While the use of the compound, a small molecule known as a sonic hedgehog pathway agonist, has not been proven safe for testing on people with Down Syndrome, researchers said Wednesday their experiments hold promise for developing drugs similar to it, reports Xinhua.
Down Syndrome is one of the most common chromosomal abnormalities in children, and a leading cause of intellectual disability.
It occurs when people have three instead of the two usual copies of the chromosome 21.
As a result of this "trisomy", people with Down Syndrome have extra copies of more than 300 genes, leading to intellectual disabilities, distinctive facial features and sometimes heart problems and other health effects.
In their study, the researchers from the Johns Hopkins University and the US National Institute of Health conducted experiments on mice to give them extra copies of about half of the genes found in humans.

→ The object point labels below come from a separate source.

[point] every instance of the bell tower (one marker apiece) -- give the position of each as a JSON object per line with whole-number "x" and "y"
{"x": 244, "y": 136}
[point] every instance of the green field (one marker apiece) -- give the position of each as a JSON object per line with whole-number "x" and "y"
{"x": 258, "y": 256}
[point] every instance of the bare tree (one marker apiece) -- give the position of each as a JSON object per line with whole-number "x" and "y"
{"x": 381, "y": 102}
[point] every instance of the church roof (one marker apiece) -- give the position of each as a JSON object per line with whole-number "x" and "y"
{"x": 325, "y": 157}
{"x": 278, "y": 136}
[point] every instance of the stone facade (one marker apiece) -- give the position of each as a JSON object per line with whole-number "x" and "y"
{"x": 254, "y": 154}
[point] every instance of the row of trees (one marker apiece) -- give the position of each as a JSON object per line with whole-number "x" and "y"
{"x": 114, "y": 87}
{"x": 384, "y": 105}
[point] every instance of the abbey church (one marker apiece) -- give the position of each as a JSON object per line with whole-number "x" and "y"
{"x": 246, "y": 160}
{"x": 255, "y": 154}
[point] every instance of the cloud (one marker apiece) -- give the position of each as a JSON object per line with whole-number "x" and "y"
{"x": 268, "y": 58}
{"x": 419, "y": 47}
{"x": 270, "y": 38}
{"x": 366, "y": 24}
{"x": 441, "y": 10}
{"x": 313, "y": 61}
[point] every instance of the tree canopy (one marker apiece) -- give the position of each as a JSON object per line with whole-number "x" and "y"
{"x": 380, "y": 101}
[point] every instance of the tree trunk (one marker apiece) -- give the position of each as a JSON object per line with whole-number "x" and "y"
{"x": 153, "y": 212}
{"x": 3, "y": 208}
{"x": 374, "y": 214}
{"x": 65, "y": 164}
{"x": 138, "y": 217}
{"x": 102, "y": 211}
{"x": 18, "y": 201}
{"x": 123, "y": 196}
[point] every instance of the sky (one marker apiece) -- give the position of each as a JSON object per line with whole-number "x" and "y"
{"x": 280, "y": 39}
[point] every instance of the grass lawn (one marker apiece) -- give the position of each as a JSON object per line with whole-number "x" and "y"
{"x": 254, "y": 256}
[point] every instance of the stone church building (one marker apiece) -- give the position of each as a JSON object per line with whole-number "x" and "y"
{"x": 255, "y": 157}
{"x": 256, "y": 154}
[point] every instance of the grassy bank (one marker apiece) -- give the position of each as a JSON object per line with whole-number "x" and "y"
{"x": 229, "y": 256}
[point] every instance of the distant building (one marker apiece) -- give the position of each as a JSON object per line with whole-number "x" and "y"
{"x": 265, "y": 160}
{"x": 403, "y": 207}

The researchers injected the mice the compound right after their birth and found that single injection enabled the cerebellum of the rodents' brains to grow to a normal size.
"Most people with Down Syndrome have a cerebellum that's about 60 percent of the normal size," lead author Roger Reeves of the Johns Hopkins University School of Medicine argued.
"We treated the Down Syndrome-like mice with a compound we thought might normalise the cerebellum's growth, and it worked beautifully," he said.
"What we didn't expect were the effects on learning and memory, which are generally controlled by the hippocampus, not the cerebellum," he said.
The team tested the mice who had been given the dose with the mice who suffered with the syndrome, and normal mice in a variety of ways, and found that the treated mice did just as well as the normal ones on a test of locating a platform while swimming in a so-called water maze.
Further research, however, is needed to know why exactly the treatment works and if it can be altered for human use, the researchers wrote in the journal Science Translational Medicine.